Germany citizens can return but...

"It is certainly not as easy as they think in America," German Foreign Minister Heiko Maas told reporters at a meeting of EU foreign ministers. "German citizens have the right to return, but we have little ability in Syria at present to check whether German citizens are actually affected."

Maas said authorities would have to "check to what extent they were involved in fighting for IS, which would result in criminal proceedings having to be opened against them."

"These people can come to Germany only if it is ensured that they can immediately be taken into custody," he said.

France

French fighters made up the largest contingent of European recruits. French officials are concerned because in 2015 and 2016, a Daesh cell of French and Belgian fighters crossed from Syria into Turkey, eventually launching deadly attacks on Paris and Brussels.

France will for now not act on Trump's call for European allies to repatriate Daesh fighters from Syria and will be taking back militants on a "case-by-case" basis, its justice minister said on Monday.

"There is a new geopolitical context, with the US withdrawal. For the time being, we are not changing our policy," Belloubet told France 2 television. "At this stage, France is not responding to (Trump's) demands," Belloubet said.

"The last territorial bastions of Daesh are falling, which doesn't mean that the action of Daesh is finished. On the contrary," said French Foreign Minister Jean-Yves Le Drian.

French government policy had been to categorically refuse to take back fighters and their wives. Le Drian referred to them as "enemies" of the nation who should face justice either in Syria or Iraq.

Paris is already trying to repatriate minors on a case-by-case basis.

Britain refuses to take back citizens who joined Daesh and has stripped them of their citizenship. Belgium has said previously that it would not make any great effort to secure the release of 12 citizens imprisoned in Syria and two in Iraq.

Other European countries have remained largely silent about the fate of men and women whom many see as a security threat.

Hungarian Foreign Minister Peter Szijjarto said the issue is "one of the greatest challenges ahead of us for the upcoming months."

"Our major endeavour now should be not to allow them to come back to Europe," said Szijjarto, whose staunchly anti-migrant government has linked extremist attacks to migration.

But Slovakian Foreign Minister Miroslav Lajcak, also part of an anti-migrant government, said "I would certainly be in favour" of Europe taking foreign fighters back.

"There is clearly a need to define ... the European position on this issue," Lajcak told reporters.

"Whether we like or dislike the US position, they make no secret of it. It's very clear," he said. "This is the key partnership for the European Union. But the rules of this partnership have changed and we need to be able to react to it."

Russia

A potential homecoming of the many foreign women who have gone to live in the so-called Daesh "caliphate" and their children, many of whom were born there, has been a subject of debate in Russia, with some security chiefs seeing them as potential threats.

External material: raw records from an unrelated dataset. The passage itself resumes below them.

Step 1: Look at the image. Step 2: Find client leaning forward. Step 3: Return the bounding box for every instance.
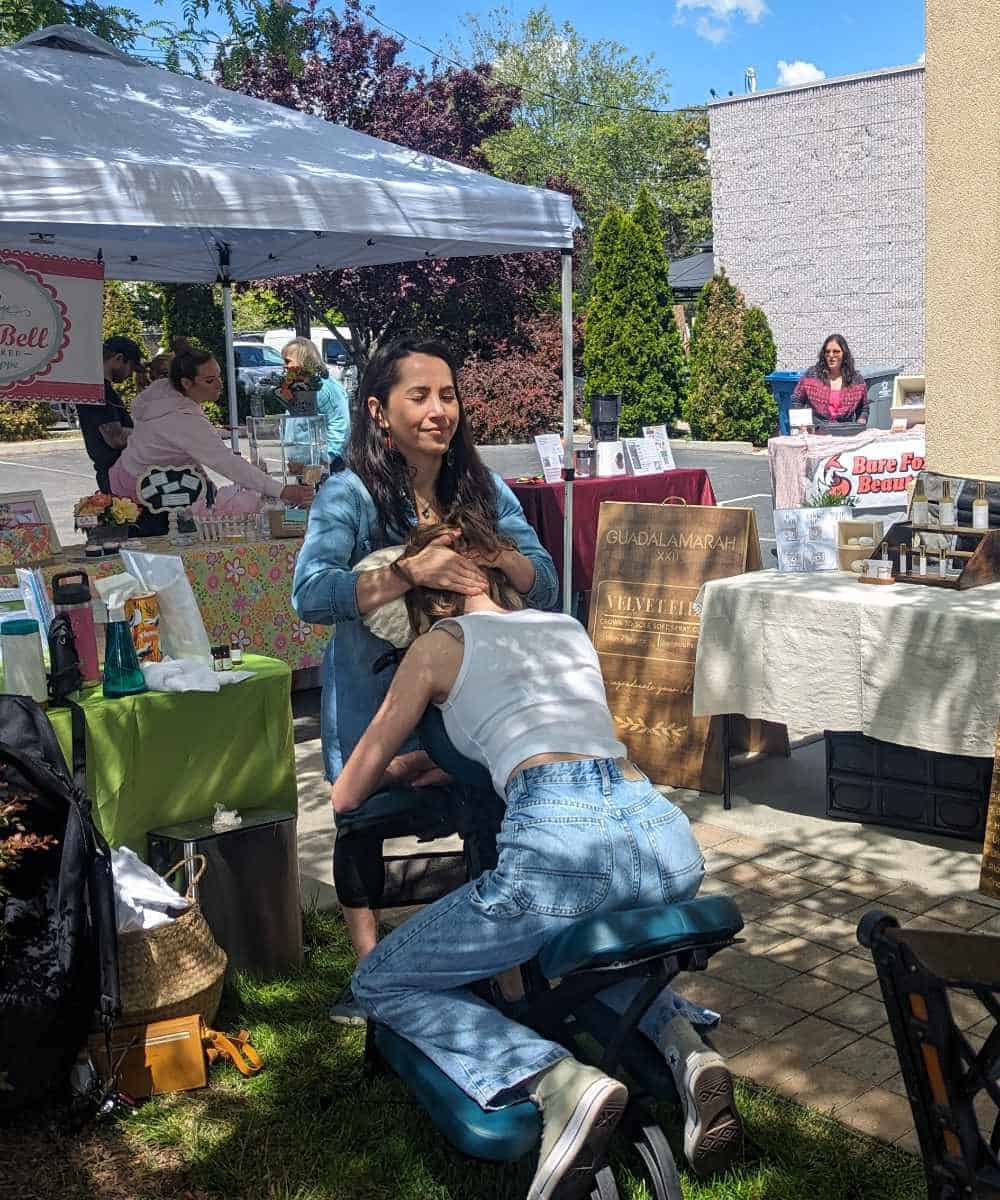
[331,514,742,1200]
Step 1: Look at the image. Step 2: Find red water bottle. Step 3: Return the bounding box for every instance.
[52,571,101,683]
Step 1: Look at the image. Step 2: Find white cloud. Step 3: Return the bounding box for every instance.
[676,0,770,46]
[694,17,729,46]
[778,59,826,88]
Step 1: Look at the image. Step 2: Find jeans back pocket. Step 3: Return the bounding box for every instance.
[511,816,615,917]
[639,800,705,904]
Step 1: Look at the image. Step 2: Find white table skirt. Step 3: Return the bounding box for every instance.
[694,571,1000,758]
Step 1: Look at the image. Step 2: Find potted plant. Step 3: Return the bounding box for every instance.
[73,492,139,545]
[277,367,324,416]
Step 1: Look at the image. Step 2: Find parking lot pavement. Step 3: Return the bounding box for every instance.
[0,438,774,547]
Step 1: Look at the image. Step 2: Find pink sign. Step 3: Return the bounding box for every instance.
[0,250,104,404]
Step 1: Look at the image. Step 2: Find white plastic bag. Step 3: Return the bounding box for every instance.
[112,846,188,934]
[121,550,211,666]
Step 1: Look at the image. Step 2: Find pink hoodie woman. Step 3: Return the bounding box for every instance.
[109,352,315,516]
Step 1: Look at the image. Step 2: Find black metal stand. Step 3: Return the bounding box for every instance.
[723,713,732,812]
[857,911,1000,1200]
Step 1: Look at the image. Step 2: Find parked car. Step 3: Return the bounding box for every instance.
[233,342,285,396]
[264,325,357,388]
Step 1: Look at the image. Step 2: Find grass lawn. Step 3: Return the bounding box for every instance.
[0,916,927,1200]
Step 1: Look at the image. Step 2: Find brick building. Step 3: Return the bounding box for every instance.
[708,66,924,373]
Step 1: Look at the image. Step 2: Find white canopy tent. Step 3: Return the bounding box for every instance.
[0,25,579,611]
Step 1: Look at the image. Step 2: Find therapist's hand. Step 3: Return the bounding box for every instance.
[399,529,490,596]
[279,484,316,509]
[381,750,453,787]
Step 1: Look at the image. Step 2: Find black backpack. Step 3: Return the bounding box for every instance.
[0,696,120,1115]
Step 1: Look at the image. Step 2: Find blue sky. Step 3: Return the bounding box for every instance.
[130,0,923,104]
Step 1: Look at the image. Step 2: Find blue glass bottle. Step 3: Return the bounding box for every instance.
[104,611,146,700]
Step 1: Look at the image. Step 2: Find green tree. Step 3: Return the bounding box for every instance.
[631,186,688,424]
[583,206,683,436]
[743,306,778,374]
[456,7,712,257]
[163,283,228,425]
[687,271,778,445]
[233,286,294,330]
[163,283,226,371]
[101,280,145,407]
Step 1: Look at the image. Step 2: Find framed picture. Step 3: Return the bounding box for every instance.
[0,492,60,550]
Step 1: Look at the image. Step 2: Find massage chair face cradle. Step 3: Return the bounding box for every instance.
[337,709,743,1200]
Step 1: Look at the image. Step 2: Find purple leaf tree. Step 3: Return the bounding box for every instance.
[217,0,558,366]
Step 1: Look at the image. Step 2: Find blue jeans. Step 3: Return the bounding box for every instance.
[353,758,705,1109]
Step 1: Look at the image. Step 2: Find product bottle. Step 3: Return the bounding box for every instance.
[104,608,146,700]
[52,571,101,683]
[910,475,927,524]
[972,479,989,529]
[938,480,954,529]
[0,618,48,704]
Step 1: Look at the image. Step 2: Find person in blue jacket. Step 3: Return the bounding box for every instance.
[279,337,351,462]
[292,337,558,1024]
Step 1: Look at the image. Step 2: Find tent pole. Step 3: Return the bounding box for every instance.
[562,250,574,613]
[218,245,240,454]
[222,280,240,454]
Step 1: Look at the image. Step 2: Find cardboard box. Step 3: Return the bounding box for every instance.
[837,520,885,575]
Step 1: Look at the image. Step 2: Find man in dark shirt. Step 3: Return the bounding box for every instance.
[77,336,143,492]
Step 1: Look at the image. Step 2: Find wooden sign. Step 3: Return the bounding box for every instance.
[980,730,1000,900]
[589,500,761,792]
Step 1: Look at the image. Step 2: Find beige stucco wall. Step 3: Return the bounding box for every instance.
[926,0,1000,480]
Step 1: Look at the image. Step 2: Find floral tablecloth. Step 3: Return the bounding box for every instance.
[0,538,333,671]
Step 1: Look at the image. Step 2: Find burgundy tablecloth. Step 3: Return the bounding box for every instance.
[508,469,715,592]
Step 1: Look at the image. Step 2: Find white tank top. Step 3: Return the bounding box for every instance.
[439,608,625,796]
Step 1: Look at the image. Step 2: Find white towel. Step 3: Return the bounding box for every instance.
[143,659,253,691]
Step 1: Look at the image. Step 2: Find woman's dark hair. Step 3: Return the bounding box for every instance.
[401,509,525,636]
[347,337,497,536]
[170,337,215,395]
[813,334,861,388]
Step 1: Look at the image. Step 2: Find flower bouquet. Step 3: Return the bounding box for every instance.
[277,367,324,416]
[73,492,139,544]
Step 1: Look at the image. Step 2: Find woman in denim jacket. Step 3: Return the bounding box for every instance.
[292,337,558,988]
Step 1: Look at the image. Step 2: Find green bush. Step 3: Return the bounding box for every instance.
[163,283,226,372]
[101,280,145,408]
[0,403,55,442]
[583,193,685,436]
[687,271,778,445]
[743,300,778,374]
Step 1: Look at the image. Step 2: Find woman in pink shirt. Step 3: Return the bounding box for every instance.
[109,349,316,516]
[791,334,868,425]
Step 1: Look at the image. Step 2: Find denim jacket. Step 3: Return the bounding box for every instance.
[292,470,558,780]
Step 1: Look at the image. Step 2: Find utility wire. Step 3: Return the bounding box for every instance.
[121,10,705,116]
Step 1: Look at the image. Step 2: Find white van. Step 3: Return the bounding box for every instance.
[264,325,351,369]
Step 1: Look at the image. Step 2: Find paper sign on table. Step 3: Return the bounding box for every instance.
[642,425,677,470]
[534,433,563,484]
[622,438,663,475]
[774,508,850,572]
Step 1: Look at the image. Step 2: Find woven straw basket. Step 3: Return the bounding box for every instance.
[118,854,226,1025]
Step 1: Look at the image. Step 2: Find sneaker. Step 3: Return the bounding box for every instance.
[660,1016,743,1177]
[329,984,367,1026]
[527,1058,629,1200]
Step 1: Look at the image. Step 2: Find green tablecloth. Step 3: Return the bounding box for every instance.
[48,654,298,858]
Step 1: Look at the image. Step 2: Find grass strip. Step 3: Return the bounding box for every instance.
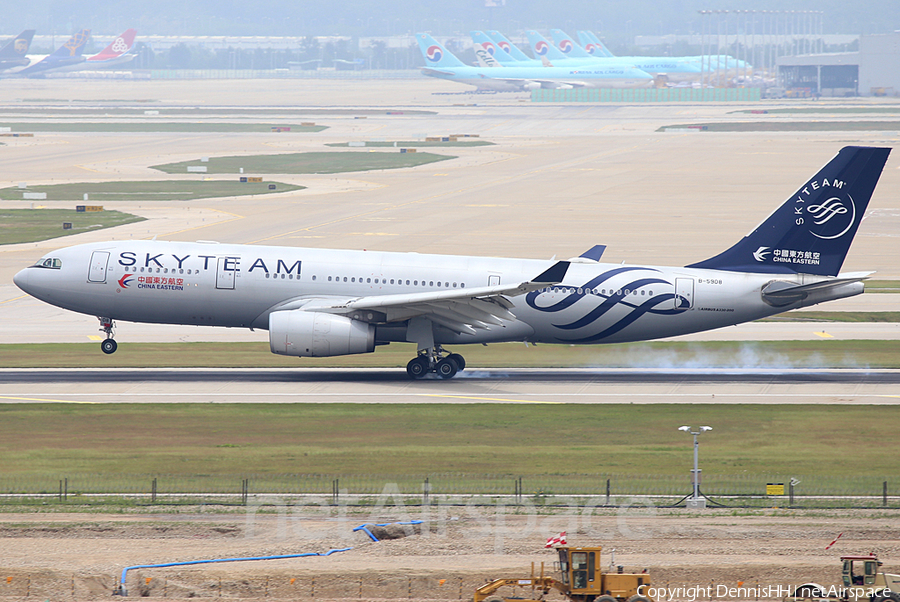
[0,209,145,245]
[0,340,900,369]
[865,280,900,293]
[152,149,456,174]
[0,179,306,205]
[0,121,328,134]
[656,121,900,132]
[0,403,900,480]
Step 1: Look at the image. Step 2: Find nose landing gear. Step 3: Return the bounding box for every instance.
[406,345,466,380]
[100,318,119,355]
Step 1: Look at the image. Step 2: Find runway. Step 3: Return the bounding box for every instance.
[0,368,900,405]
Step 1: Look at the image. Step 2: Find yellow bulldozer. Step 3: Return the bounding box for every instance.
[475,546,653,602]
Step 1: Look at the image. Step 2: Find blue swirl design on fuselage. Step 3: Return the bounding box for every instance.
[525,267,688,343]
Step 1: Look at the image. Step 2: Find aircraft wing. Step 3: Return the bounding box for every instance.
[300,261,569,334]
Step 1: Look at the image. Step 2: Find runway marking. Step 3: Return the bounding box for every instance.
[422,393,565,405]
[0,395,102,405]
[0,295,28,305]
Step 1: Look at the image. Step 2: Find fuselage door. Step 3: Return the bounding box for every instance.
[216,257,235,290]
[675,278,694,309]
[88,251,109,282]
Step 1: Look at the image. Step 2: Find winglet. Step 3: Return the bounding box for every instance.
[531,261,569,284]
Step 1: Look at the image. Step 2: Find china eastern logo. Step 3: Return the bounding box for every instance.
[794,178,856,240]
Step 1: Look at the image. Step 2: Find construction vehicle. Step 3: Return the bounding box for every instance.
[474,546,652,602]
[784,554,900,602]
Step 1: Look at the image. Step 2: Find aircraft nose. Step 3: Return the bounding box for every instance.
[13,268,28,293]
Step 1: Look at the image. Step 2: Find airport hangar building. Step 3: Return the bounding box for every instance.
[778,32,900,97]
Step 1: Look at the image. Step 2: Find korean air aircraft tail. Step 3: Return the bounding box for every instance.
[469,31,519,65]
[525,30,566,61]
[416,33,466,69]
[578,30,615,57]
[88,29,137,63]
[487,31,532,61]
[550,29,592,59]
[687,146,891,276]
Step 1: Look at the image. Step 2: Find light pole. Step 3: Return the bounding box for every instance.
[678,426,712,509]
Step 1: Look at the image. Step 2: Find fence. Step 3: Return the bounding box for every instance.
[0,474,900,508]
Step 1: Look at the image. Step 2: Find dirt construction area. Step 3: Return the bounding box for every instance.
[0,503,900,602]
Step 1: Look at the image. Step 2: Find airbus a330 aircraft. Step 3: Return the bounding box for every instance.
[14,146,890,378]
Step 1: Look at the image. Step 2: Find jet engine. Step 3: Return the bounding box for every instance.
[269,310,375,357]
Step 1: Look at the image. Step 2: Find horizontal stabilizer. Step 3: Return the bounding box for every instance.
[687,146,891,276]
[531,261,569,284]
[579,245,606,261]
[762,272,873,307]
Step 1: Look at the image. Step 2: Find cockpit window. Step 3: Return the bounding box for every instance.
[34,257,62,270]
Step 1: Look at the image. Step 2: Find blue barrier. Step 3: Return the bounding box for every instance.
[114,548,352,596]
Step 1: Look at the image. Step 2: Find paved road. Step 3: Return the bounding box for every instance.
[0,368,900,405]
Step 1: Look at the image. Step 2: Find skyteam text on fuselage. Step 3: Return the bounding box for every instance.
[14,147,890,378]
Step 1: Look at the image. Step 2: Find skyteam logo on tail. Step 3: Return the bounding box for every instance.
[794,178,856,240]
[806,195,856,240]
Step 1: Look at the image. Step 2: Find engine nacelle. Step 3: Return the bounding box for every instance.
[269,310,375,357]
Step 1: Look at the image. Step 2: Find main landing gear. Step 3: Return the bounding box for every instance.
[406,345,466,379]
[100,318,119,355]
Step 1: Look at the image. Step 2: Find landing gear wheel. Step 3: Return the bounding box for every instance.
[406,355,428,379]
[447,353,466,372]
[434,357,459,378]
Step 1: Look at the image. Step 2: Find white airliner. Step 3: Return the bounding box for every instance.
[14,146,890,378]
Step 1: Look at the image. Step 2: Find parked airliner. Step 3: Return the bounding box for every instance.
[14,146,890,378]
[416,33,653,91]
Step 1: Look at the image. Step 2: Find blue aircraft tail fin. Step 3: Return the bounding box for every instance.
[469,31,518,65]
[550,29,591,59]
[687,146,891,276]
[487,30,531,61]
[416,33,466,68]
[525,30,566,61]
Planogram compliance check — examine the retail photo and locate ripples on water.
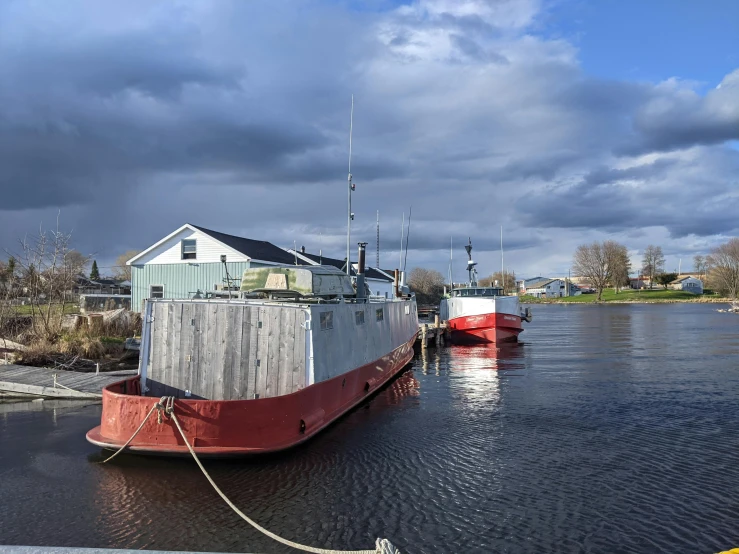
[0,305,739,554]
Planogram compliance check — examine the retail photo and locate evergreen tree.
[90,260,100,281]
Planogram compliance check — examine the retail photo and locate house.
[287,247,395,298]
[521,277,582,298]
[126,223,307,310]
[669,275,703,294]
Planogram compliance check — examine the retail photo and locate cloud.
[0,0,739,273]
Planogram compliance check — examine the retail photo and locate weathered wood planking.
[148,300,306,400]
[0,365,137,398]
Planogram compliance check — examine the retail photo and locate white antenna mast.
[375,210,380,269]
[346,94,355,275]
[500,225,505,294]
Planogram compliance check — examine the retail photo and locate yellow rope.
[99,396,400,554]
[98,397,165,464]
[169,402,400,554]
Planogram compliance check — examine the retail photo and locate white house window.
[321,312,334,331]
[182,239,197,260]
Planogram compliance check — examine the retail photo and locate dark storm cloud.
[0,0,739,274]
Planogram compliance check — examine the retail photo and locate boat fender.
[300,408,326,434]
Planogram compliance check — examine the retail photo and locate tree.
[642,244,665,289]
[408,267,444,304]
[657,273,677,289]
[693,254,706,277]
[706,237,739,298]
[113,250,141,281]
[64,250,90,275]
[572,240,629,302]
[478,271,516,294]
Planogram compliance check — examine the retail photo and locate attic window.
[182,239,197,260]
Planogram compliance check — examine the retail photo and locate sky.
[0,0,739,278]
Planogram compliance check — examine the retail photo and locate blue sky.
[0,0,739,276]
[545,0,739,87]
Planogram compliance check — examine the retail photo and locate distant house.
[518,277,582,298]
[126,223,308,311]
[287,248,395,298]
[669,275,703,294]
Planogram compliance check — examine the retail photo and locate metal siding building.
[127,224,302,311]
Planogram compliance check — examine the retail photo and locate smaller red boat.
[439,240,531,343]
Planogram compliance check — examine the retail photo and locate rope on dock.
[100,396,401,554]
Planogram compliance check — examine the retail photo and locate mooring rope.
[98,396,167,464]
[100,396,401,554]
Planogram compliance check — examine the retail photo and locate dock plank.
[0,365,138,398]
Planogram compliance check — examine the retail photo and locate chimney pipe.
[357,242,367,298]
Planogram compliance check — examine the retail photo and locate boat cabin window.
[321,312,334,331]
[452,287,503,296]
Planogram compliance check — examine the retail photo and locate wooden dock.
[0,365,137,400]
[416,314,450,349]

Earlier this month, 27 children, from four to 13 years old, were flown from Iraq to the Moscow region.

Clutching stuffed toys and bundled in winter jackets, the children were carried off the cargo plane to face the Russian winter after years in the desert.

After health exams, they would be given into the care of their uncles, aunts, and grandparents in the Russian North Caucasus, the majority-Muslim territory in the south of Russia.

Another 30 children were brought back in late December.

"They attend school and kindergarten. Volunteers work with them and talk to them about what they have been through, explaining how they have been indoctrinated," said Kheda Saratova, an adviser to Chechnya leader Ramzan Kadyrov, who has assumed a central role in the process of repatriating Daesh relatives.

Russian authorities have given sometimes conflicting figures of returnees. Saratova said that about 200 children have been brought to Russia, but nearly 1,400 are still stuck in Iraq and Syria.